The Doctor says, “I’m not who I thought I was.” She was imprisoned by the Judoon for “being me” but isn’t sure what that means any more. She doesn’t know her own life story. Pressed to be honest she acknowledges she mostly feels angry.

Things unfold in a manner that is fairly predictable at first. Weaponized Daleks take over 10 Downing Street. The reaction of Roberts to things is to say,“This is a PR disaster.” The Doctor, on the other hand, finds a sense of identity in the crisis, after some initial hesitation:  “I’m the Doctor. I’m the one who stops the Daleks.” She opts for an unexpected “nuclear option.” The Doctor sends a reconnaissance signal to death squad Daleks that are currently in the time vortex. These are Dalek enforcers and they will eliminate the clones which have non-Dalek elements (“imperfections”) in their DNA. Bring Daleks to get rid of Daleks! The newcomers say, “The Dalek race must have purity.” The observation is offered that for a race born out of mutation the Daleks sure are obsessed with purity. This makes the connection with the episode theme. Unlike the Daleks, the Doctor’s identity doesn’t depend on the things she (and we) thought we knew about who she is and where she comes from. DNA has nothing to do with it.

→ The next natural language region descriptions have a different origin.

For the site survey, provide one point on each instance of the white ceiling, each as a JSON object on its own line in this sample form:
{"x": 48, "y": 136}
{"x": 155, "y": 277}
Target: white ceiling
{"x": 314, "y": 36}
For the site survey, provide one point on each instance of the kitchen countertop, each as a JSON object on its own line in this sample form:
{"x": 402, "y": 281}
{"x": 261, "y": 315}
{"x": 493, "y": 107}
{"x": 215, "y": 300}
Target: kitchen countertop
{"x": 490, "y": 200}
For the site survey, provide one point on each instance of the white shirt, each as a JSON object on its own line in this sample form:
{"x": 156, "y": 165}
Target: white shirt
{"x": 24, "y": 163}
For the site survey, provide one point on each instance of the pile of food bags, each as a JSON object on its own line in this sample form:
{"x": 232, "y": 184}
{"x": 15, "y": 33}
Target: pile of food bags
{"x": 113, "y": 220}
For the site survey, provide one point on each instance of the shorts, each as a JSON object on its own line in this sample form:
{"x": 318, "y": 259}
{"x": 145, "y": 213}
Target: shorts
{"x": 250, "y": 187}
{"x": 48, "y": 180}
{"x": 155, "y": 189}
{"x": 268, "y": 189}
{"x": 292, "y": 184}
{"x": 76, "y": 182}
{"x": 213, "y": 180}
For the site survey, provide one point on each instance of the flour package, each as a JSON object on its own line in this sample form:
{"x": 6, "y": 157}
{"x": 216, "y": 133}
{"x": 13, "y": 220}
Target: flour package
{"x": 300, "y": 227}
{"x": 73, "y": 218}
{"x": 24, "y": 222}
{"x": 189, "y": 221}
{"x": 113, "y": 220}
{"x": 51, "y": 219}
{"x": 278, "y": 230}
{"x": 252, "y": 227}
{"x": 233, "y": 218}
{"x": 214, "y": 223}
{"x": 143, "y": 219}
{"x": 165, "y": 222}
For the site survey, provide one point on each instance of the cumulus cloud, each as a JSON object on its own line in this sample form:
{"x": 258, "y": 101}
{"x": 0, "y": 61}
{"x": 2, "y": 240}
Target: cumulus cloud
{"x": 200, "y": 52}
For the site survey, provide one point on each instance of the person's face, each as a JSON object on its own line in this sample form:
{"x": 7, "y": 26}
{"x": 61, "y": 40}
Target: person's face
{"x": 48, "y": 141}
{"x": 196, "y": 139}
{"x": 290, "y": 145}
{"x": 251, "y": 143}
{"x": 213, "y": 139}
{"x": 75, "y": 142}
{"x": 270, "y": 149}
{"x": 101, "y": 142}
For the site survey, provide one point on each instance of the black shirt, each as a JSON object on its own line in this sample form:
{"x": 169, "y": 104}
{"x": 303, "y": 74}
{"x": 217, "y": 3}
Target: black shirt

Entrepreneur that he is, Robertson goes to talk to Death Squad Daleks to try to work things to his advantage. Meanwhile the Doctor uses the spare TARDIS to lure them in, then makes it fold in on itself and disappear into the void. When it is all done, Jack Robertson is hailed as a hero. Jack stays to catch up with Gwen Cooper of Torchwood. As the Doctor proposes a visit to a galaxy that is a restaurant entirely of meringue, Ryan tells her he has decided to stay, saying he didn’t know what he wanted to do with his life before he met the Doctor. Now he does. He wants to be there for his own planet. Graham chooses to stay too, not wanting to miss Ryan’s life and not wanting to experience the wonders of the universe and then instinctively try to say something about it to him, only for him not to be there. While only the Doctor has the literal biology to match, the entire fam could say what she says: “Two hearts. One happy, one sad.” The Doctor leaves them with psychic paper, but before going to investigate oddities in Finland and Korea, Ryan first turns to continuing his effort to learn to ride a bike. As the sun shines for a moment they both glimpse a vision of Grace. Their story on the show comes to an end in a fitting conclusion. The way it mirrors the Doctor’s visions of past companions when dying and about to regenerate highlights the deeper point. We often think of loved ones or have our life flash before our eyes when death looms. How much better to catch such glimpses when life looms? That is when such visions can be a source of inspiration and hope rather than regret.

This having reflected on the episode further I find it works really well and is quite profound. My one lingering issue is that it doesn’t really feature a “Revolution of the Daleks,” at least no more so than any other story featuring Daleks. The episode is much more “The Identity of the Doctor (and of the Daleks,” “Revolution of the Doctor,” or simply and ultimately most fittingly, “Doctor Who?”

What did you think of “Revolution of the Daleks”?